Which could mean anything or nothing, thought her daughter as she went upstairs to the small room which had been hers since she was a very small girl. When her brothers had left home her mother had suggested that she might like to move into either of the two bigger rooms they had occupied, but she had chosen to remain in the little room over the porch. She flung her coat down on to the bed now, then went downstairs again without bothering to look in the looking glass; supper for the moment was far more important than her appearance.
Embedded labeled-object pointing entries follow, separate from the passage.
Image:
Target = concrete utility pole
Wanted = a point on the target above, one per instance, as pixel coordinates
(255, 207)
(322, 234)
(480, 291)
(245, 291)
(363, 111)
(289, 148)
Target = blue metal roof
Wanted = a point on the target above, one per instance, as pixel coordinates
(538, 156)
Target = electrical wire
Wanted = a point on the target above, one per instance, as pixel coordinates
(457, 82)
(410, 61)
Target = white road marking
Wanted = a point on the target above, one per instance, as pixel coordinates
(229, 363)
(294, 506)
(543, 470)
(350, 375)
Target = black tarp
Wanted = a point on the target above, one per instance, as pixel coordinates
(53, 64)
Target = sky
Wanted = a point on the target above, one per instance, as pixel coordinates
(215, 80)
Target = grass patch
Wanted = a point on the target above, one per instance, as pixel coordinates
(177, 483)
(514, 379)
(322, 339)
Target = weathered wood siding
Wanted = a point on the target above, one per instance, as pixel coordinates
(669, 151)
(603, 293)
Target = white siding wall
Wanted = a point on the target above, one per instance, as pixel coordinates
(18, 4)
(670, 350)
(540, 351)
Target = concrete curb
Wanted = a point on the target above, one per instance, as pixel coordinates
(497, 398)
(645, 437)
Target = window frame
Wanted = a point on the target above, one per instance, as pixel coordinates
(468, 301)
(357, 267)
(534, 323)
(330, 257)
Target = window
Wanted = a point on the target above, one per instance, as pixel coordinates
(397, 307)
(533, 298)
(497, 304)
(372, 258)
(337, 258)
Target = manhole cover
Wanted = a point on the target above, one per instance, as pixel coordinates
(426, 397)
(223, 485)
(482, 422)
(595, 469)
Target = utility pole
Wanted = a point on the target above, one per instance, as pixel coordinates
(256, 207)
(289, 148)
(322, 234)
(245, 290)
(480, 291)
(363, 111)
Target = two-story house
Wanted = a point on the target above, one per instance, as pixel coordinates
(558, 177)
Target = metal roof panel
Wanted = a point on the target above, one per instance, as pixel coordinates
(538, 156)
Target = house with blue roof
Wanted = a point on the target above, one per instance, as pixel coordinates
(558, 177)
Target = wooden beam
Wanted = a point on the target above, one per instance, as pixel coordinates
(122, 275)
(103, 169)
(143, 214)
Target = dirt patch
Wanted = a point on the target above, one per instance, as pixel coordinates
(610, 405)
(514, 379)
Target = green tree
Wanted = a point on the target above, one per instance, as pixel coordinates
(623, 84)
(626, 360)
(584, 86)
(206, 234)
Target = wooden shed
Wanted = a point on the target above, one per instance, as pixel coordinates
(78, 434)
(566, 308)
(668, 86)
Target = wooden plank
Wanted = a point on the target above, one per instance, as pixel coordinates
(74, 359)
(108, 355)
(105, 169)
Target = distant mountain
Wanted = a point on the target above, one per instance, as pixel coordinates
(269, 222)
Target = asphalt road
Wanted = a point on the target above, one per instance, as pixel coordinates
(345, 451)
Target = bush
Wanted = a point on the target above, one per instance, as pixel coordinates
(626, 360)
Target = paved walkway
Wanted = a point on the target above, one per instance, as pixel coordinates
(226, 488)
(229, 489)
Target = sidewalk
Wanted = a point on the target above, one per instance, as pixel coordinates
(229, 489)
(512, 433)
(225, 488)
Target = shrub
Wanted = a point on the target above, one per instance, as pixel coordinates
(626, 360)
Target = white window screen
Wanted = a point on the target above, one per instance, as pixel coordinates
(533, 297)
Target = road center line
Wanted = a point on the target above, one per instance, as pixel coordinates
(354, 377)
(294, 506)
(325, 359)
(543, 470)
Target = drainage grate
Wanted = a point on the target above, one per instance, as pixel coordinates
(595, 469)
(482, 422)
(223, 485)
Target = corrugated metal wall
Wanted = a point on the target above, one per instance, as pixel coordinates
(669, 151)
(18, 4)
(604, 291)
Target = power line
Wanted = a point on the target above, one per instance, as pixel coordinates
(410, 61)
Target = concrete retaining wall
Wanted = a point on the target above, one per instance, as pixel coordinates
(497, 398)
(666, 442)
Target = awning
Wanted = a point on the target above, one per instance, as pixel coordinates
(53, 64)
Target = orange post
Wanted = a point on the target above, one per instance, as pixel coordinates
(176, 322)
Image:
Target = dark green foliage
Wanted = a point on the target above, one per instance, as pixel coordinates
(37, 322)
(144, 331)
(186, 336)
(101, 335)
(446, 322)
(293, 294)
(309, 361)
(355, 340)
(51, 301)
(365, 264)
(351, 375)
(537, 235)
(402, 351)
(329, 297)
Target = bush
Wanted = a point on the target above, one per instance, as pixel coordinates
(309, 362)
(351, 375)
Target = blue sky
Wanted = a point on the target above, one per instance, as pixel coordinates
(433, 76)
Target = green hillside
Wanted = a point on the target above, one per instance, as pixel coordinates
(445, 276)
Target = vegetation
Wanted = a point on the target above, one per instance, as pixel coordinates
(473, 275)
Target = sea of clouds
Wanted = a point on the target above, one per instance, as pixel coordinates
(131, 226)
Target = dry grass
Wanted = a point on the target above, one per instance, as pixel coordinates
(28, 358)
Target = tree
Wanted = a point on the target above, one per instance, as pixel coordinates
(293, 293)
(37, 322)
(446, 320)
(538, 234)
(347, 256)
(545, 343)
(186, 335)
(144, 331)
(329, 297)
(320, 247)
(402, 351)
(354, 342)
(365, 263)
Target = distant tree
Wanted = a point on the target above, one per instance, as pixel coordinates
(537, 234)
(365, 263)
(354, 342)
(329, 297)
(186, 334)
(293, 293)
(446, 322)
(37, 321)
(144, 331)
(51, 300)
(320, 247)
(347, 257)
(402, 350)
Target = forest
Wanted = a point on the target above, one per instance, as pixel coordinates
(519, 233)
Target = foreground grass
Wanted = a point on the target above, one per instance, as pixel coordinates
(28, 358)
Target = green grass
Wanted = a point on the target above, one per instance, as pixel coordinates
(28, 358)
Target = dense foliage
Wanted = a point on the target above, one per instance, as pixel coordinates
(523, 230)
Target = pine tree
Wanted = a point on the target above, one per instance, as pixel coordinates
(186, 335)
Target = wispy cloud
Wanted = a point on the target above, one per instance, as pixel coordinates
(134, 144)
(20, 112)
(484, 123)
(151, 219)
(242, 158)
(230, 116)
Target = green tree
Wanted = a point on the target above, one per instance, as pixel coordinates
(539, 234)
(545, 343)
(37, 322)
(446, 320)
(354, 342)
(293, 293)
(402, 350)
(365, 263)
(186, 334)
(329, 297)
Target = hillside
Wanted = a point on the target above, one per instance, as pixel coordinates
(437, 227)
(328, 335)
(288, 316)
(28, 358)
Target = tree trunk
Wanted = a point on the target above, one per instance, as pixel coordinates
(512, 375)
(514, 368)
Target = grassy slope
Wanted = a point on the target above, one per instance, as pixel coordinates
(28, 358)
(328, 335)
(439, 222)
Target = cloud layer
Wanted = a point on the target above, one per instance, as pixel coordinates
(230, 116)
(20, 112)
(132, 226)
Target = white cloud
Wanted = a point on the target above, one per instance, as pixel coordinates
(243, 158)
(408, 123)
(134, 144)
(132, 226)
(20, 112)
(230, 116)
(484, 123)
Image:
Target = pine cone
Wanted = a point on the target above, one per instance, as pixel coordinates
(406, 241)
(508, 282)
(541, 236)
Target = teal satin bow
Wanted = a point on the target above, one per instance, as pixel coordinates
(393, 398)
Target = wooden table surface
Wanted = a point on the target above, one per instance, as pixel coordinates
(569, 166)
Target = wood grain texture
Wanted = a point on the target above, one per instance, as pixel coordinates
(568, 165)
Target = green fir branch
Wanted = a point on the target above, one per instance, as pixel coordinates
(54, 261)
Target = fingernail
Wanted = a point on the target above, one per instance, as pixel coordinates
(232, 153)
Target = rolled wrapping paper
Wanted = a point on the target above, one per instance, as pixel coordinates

It was after that satisfying meal, eaten in the cheerful rather shabby dining room opposite the sitting room, when her parents were seated on each side of the fire and she was kneeling before it giving it a good poke, that she paused to look over her shoulder and say: ‘I’ve met the man I want to marry, my dears.’

Her father lifted his eyes from the seed catalogue he was studying and gave her a searching look and her mother cast down her knitting and said encouragingly: ‘Yes, dear? Do we know him?’

‘No.’

‘He’s asked you to marry him?’

‘No.’ Britannia sounded matter-of-fact. ‘Nor is he likely to. He’s a professor of surgery, one of the best—very good-looking, ill-tempered, arrogant and rich. He didn’t like me overmuch. We—we don’t come from the same background.’